One of the purposes of the OIC blog is to bring the inner workings of healthcare to the general public’s attention with an obvious slant toward orthopaedics. Coincidentally, this facet of healthcare has grown into one of its biggest components as a percentage of cost for this country. In the quest to understand how costs have spiraled out of control, several entries in this blog have lead us to the common denominator of reimbursement and how the fee-for-service model has forged the healthcare-cost cliff we find ourselves barreling over.
For the second time in as many months, however, our encounters with two surgery centers in the same Northeastern state have proven the problem is both bigger than we had thought, yet far simpler to fix. Administrators for these orthopaedic ASCs have agreed that our savings are great and a welcomed change, yet the adoption of our products would cost them money. That is to say, medical devices of equal or better quality to what they use today that cut the device spend in half for a case, are more expensive for them to use. Their contracts stipulate that if the device costs more than $1,000, the device is completely covered. If the device costs less than $1,000, the surgery center has to cover the cost. Fundamentally, this drives the surgery center to spend as much as they can on medical devices for certain cases – a vendor’s dream. “We can only buy it if it’s a thousand dollars or more. Any less would be criminal…..” And with that higher cost of reimbursement comes what we all have been living with year in and out – higher premiums.

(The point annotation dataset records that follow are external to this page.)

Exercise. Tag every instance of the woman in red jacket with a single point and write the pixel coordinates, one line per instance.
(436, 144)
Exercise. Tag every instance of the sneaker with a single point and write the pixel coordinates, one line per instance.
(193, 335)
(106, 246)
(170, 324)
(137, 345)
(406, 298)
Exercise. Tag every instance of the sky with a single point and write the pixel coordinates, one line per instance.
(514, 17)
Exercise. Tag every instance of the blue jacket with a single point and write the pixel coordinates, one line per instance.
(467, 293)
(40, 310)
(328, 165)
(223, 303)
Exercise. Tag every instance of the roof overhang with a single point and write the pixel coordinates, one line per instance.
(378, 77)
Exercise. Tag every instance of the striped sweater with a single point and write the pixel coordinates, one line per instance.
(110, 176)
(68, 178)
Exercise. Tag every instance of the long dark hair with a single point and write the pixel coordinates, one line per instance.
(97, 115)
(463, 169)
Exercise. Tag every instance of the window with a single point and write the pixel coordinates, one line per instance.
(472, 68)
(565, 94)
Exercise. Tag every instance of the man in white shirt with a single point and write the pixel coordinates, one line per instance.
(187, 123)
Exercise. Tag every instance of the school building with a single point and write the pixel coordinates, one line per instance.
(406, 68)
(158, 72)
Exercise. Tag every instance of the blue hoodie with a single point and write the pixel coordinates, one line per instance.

For all the flack the Federal government gets, I think a nod to CMS is in order for its Bundled Payment Care Initiative. While commercial payers have the counter-intuitive contract terms on cruise control, CMS is innovating reimbursement formulas that incentivize physicians and facilities to create better value. For a quick definition, as the name ensues, bundling the payment means a single reimbursement is made for physician and facility to share for a case. There are a few iterations in test right now, referred to as Models 1 through 4.
Had we brought in surgeons from the dark years ago, data supporting commercial payers’ reimbursement models would look starkly different. Like every other facet of life that demands consumers’ dollars, the market would be a concurrent race of plummeting costs and maximizing value. Doctors together with hospitals would be boasting “cheapest acute care episode” awards on billboards across America. It’s a dream, sure, but if no one dares to dream it, it’ll never happen.